The new NCAA defensive changes, which prohibits hand-checking, forced Romar to scrap UW’s trademark ball-hawking scheme and rely on a defensive set in which the Huskies pack the middle.
“Rather than go for steals – which we weren’t getting many of those anyway – we want to cut off driving lanes,” he said. “This was the first time we tried it. It’ll get better.”
It couldn’t get any worse at the start Tuesday night before an announced crowd of 6,062 at Alaska Airlines Arena.
Led by junior guard Jordan Gregory, who was 5 for 5 on 3-pointers in the first half, Montana converted 15 of 21 field goals and was 9 for 15 behind the arc before the break. The Grizzlies led 42-36 at halftime.

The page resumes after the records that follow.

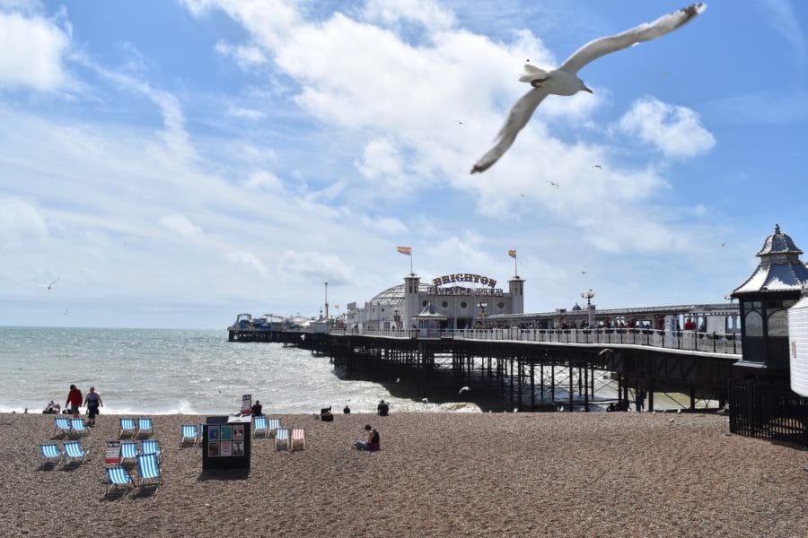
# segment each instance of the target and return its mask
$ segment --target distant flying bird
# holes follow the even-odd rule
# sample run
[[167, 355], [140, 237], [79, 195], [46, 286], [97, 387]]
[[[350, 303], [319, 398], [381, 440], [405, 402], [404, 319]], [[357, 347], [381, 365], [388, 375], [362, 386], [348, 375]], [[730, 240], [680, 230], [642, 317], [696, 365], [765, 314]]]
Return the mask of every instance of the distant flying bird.
[[524, 66], [525, 74], [519, 77], [519, 80], [529, 83], [532, 88], [511, 108], [505, 125], [496, 134], [494, 147], [488, 150], [474, 164], [471, 173], [485, 171], [505, 154], [516, 139], [516, 134], [531, 119], [531, 116], [532, 116], [536, 107], [548, 95], [575, 95], [578, 91], [589, 91], [592, 93], [592, 90], [587, 88], [576, 74], [582, 67], [607, 54], [622, 50], [632, 45], [648, 41], [673, 31], [695, 18], [696, 15], [705, 9], [707, 9], [707, 5], [704, 4], [694, 4], [672, 13], [663, 15], [653, 22], [640, 24], [622, 33], [590, 41], [574, 52], [558, 69], [545, 71], [531, 64], [526, 64]]
[[[59, 277], [59, 278], [61, 278], [61, 277]], [[58, 278], [56, 279], [55, 281], [53, 281], [52, 282], [50, 282], [49, 284], [37, 284], [37, 286], [40, 288], [45, 288], [46, 290], [53, 290], [53, 285], [55, 283], [57, 283], [57, 282], [59, 282]]]

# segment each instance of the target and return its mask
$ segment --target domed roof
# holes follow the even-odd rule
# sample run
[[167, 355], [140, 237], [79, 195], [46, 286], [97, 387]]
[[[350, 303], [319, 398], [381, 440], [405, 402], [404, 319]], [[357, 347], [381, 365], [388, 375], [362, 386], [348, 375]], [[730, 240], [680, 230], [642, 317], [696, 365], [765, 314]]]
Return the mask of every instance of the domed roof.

“We kept telling our team as soon as we string together consecutive stops, we’ll have a chance to take the lead,” Romar said. “And that’s what we finally did.”
Once the Huskies (3-2) turned up the defensive pressure, they took control. Montana made just two three-pointers in the second half and shot 51.6 percent from the field.
Washington also dominated the rebounding battle 34-14, limiting the Griz to one offensive board.
“We had a couple of breakdowns in the first half, which really go them going,” said freshman guard Nigel Williams-Goss, who finished with 20 points and six assists. “In the second half we did a better job of sticking to our scout and eliminating our errors.”
Darin Johnson sank a free throw that gave Washington its first lead (54-53) with 13:02 left.
The lead seesawed on the next four possessions before Wilcox, who scored 28 points, put the Huskies up for good when he drained two 3-pointers from the corner in front of the UW bench.
Montana (1-3) received 27 points from Gregory, 20 from Keron Deshields and 16 from Kareem Jamar.
After a shaky start in the season, which has included the loss of players to injury and transfer, the Huskies admit they’re still a work in progress.
“We’ve been through a lot of adversity,” Wilcox said.
“I think we’ve handled it well. Obviously it would be a different story if we had some of our guys, but we’ve been sticking together knowing we have to play harder.
“This year, we’ve been learning on the fly.”
• Washington announced forward Shawn Kemp Jr. has been battling Graves’ disease, an autoimmune disease that affects the thyroid. He began to develop symptoms in late July before being officially diagnosed in early September. Kemp is undergoing medical treatment and is not expected to miss games due to the illness.